Dogs that are affected by termite allergies will have rashes that are red and moist or scabbed, and they also may develop itchy, running eyes, sneezing, vomiting, and/or diarrhea.
Treating The Problem
Termites spend most of their time in the dark, quiet places or hidden within holes they've burrowed in the wooden structures of your home, so spotting them isn't always easy. If you suspect your pup is suffering from allergies and you've ruled out flea and food triggers, it's time to call in a pest control specialist to inspect your property for termites. The pest control specialist (like those at Hilo Termite & Pest Control) will know what signs to look for and where to look for them and can determine quickly whether or not your home has been invaded by the wood-eating pests.

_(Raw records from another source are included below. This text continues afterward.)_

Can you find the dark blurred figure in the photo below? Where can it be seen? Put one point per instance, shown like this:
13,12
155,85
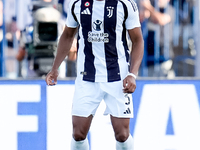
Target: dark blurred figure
161,16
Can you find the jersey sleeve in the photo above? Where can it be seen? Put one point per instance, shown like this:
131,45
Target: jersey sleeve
132,20
71,20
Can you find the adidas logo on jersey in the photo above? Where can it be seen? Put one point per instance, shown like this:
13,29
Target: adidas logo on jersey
86,12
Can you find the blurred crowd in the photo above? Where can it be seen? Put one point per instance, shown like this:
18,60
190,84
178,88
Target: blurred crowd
30,30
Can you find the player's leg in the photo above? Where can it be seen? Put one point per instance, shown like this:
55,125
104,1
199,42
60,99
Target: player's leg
81,127
122,133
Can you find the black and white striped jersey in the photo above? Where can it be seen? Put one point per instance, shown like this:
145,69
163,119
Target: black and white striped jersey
102,44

If it is determined that you do have a termite problem, your pest control specialist can recommend a number of safe, organic treatment options that will rid your home of termites while posing no risks to your canine companion.
Treating Your Dog
Once your home has been treated for termites, your dog's skin rash and other symptoms should begin to subside, but there are some things you can do to keep your pet comfortable while they heal from their allergy symptoms. Start by giving him or her a good bath with hypoallergenic shampoo to rid their body of any contaminants that might be lingering in their fur or on their skin. After their bath, you can administer them 1 mg of Benadryl per pound of body weight 2-3 times a day until their itching seems to ease up.
If your dog is chewing at their skin so much that that they're causing damage to their body, it may be a good idea to pick up a protective cone at a pet or farm supply store and have them wear it until they're feeling better. The cone is worn around the dog's neck and prevents them from being able to reach their body with their teeth.
If your dog has a skin rash and you can't figure out what's causing it, it may be the result of a termite allergy. Use the above information to help your pup by ridding your home of the allergy trigger and then taking steps to keep them comfortable until their irritation subsides.